Pas celle du développement local.
Plutôt celle des promesses qui s’évaporent plus vite que le béton ne sèche.
Sur instructions du gouverneur de la province du Woleu-Ntem, Jules Djeki, une mission de terrain a été conduite par le préfet David Ickombolo-Sumakuy, accompagné du maire de Medouneu, Henri Claude Obame, de son adjoint Marcelin Aboghe, et du président du Conseil départemental Essele Nguema Joachim.
Objectif : constater l’état d’avancement des travaux.
Résultat : ils ont surtout constaté l’état d’arrêt.
Six mois après l’installation de l’entreprise, à deux mois seulement de la date de livraison, le chantier avance avec la détermination d’un
escargot fatigué.
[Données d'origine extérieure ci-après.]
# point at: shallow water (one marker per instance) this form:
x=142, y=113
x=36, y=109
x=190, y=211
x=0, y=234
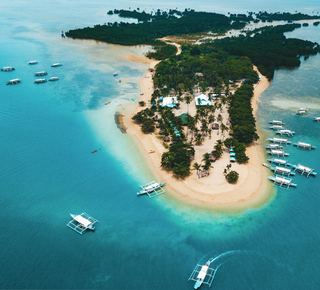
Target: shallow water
x=48, y=132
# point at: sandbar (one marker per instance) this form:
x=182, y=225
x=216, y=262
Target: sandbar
x=252, y=189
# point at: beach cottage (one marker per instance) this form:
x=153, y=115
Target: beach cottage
x=170, y=102
x=202, y=100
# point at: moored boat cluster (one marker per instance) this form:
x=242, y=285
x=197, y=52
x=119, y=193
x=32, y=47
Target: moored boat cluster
x=37, y=74
x=281, y=167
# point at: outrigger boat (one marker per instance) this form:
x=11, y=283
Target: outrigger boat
x=302, y=111
x=56, y=65
x=276, y=122
x=152, y=189
x=304, y=170
x=281, y=181
x=277, y=153
x=316, y=119
x=279, y=162
x=40, y=81
x=7, y=68
x=302, y=145
x=279, y=170
x=273, y=146
x=13, y=82
x=40, y=73
x=275, y=127
x=203, y=274
x=279, y=140
x=52, y=79
x=82, y=222
x=285, y=132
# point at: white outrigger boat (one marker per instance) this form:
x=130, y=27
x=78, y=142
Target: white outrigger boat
x=316, y=119
x=52, y=79
x=40, y=81
x=275, y=127
x=277, y=153
x=304, y=170
x=279, y=162
x=8, y=68
x=302, y=111
x=302, y=145
x=281, y=181
x=13, y=82
x=273, y=146
x=40, y=73
x=82, y=222
x=56, y=64
x=279, y=140
x=203, y=274
x=276, y=122
x=279, y=170
x=285, y=132
x=152, y=189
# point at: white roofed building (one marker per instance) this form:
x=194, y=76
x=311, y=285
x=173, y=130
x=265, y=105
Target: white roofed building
x=202, y=100
x=170, y=102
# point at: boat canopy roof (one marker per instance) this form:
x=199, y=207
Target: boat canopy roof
x=280, y=161
x=303, y=168
x=280, y=139
x=203, y=272
x=304, y=144
x=282, y=169
x=82, y=220
x=282, y=180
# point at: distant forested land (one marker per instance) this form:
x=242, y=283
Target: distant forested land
x=269, y=49
x=160, y=25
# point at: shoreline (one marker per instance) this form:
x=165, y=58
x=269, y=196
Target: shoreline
x=212, y=192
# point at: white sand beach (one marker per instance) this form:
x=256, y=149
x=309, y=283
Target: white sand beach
x=213, y=191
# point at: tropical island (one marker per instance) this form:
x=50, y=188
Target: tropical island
x=199, y=96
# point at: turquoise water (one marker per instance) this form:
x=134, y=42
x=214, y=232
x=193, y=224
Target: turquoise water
x=47, y=171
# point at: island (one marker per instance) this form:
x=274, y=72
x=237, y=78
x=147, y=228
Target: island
x=196, y=115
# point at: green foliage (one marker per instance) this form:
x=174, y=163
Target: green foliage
x=180, y=72
x=162, y=52
x=148, y=126
x=269, y=49
x=178, y=159
x=242, y=119
x=232, y=176
x=195, y=51
x=156, y=26
x=242, y=158
x=230, y=142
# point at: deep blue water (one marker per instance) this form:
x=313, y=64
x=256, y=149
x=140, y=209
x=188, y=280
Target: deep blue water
x=47, y=134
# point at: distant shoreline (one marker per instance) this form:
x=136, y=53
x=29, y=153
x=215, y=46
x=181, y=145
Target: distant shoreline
x=213, y=192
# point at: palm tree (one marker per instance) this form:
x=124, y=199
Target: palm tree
x=206, y=157
x=197, y=167
x=188, y=101
x=224, y=128
x=219, y=119
x=204, y=126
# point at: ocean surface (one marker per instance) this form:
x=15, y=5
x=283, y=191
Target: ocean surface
x=47, y=134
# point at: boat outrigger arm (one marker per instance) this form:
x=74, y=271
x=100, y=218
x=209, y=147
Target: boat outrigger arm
x=152, y=189
x=80, y=223
x=203, y=274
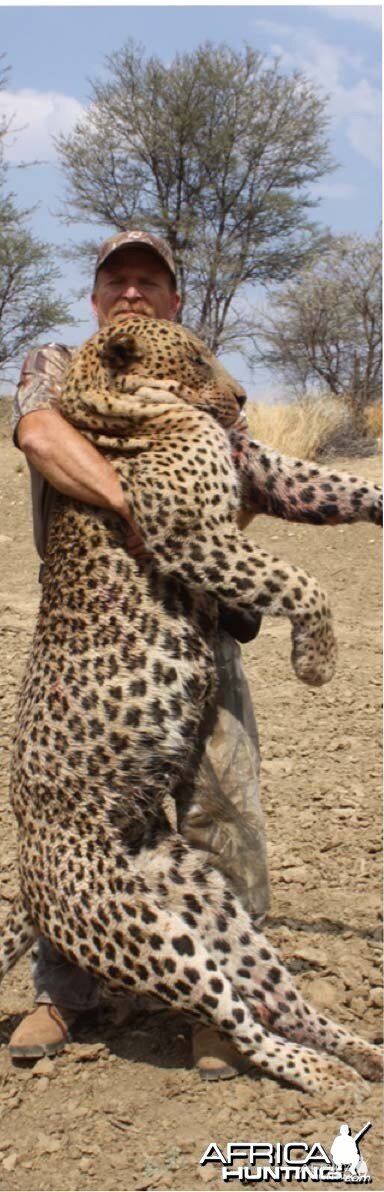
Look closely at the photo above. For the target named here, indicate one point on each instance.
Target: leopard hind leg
(270, 991)
(204, 900)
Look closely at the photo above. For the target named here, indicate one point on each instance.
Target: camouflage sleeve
(41, 379)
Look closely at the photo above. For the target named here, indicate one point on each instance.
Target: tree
(326, 327)
(215, 151)
(28, 304)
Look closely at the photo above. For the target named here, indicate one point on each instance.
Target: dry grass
(373, 417)
(301, 428)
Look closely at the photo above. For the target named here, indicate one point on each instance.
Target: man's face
(134, 281)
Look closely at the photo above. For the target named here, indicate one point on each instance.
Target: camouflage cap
(136, 237)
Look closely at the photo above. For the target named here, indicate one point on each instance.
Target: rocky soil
(122, 1107)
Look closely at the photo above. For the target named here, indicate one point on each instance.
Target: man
(135, 274)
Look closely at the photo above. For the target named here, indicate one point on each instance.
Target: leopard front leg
(204, 548)
(301, 490)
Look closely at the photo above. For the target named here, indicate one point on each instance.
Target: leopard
(117, 690)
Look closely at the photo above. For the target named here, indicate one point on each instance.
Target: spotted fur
(112, 718)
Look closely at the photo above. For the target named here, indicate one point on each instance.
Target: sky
(55, 51)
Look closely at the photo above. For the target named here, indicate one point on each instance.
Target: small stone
(10, 1162)
(45, 1144)
(86, 1053)
(44, 1068)
(85, 1163)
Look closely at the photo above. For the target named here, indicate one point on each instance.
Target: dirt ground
(122, 1107)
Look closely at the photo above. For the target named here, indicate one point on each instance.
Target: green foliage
(215, 151)
(326, 326)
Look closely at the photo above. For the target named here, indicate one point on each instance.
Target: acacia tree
(326, 327)
(215, 151)
(28, 303)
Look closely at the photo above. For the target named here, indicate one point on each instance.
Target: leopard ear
(117, 346)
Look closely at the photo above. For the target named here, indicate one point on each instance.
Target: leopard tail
(16, 936)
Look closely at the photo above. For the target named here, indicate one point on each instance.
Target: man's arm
(55, 449)
(68, 461)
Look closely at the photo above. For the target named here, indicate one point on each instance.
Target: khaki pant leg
(222, 814)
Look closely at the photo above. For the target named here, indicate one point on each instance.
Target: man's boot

Matériel rare, ouvriers peu visibles, progression quasi symbolique.
Mais au-delà du simple retard, l’affaire prend une tournure plus grave.
Selon les autorités locales, les fonds destinés au reprofilage auraient déjà été entièrement décaissés, alors que les travaux correspondants restent, eux, introuvables sur le terrain. Une situation qui alimente de sérieuses accusations de détournement de fonds publics et d’abus de confiance.
En clair : l’argent a circulé.
Le chantier, beaucoup moins.
Le constat dressé par la délégation est sans appel : engagements non respectés, calendrier transformé en fiction administrative, et prestations payées mais non livrées. On ne parle plus de retard, on parle désormais de défaillance.
Face à ce qu’ils considèrent comme une gestion inacceptable, les autorités ont exprimé un profond mécontentement, évoquant des mesures fermes et d’éventuelles sanctions à l’encontre de l’entreprise. Car pour elles, il ne s’agit plus d’un simple problème technique, mais d’une question de responsabilité.
Pendant ce temps, les populations du Haut-Como continuent d’attendre.
Attendre les routes promises.
Attendre les machines annoncées.
Attendre des travaux déjà payés.
Et dans cette province où chaque saison des pluies complique davantage les déplacements, le chantier ressemble moins à un projet de développement qu’à
une fresque murale : on l’annonce beaucoup, on le montre parfois, mais il ne mène nulle part.
Au Haut-Como, on ne construit pas seulement des infrastructures.
On bâtit aussi, visiblement, des records de lenteur… et peut-être désormais des dossiers à éclaircir.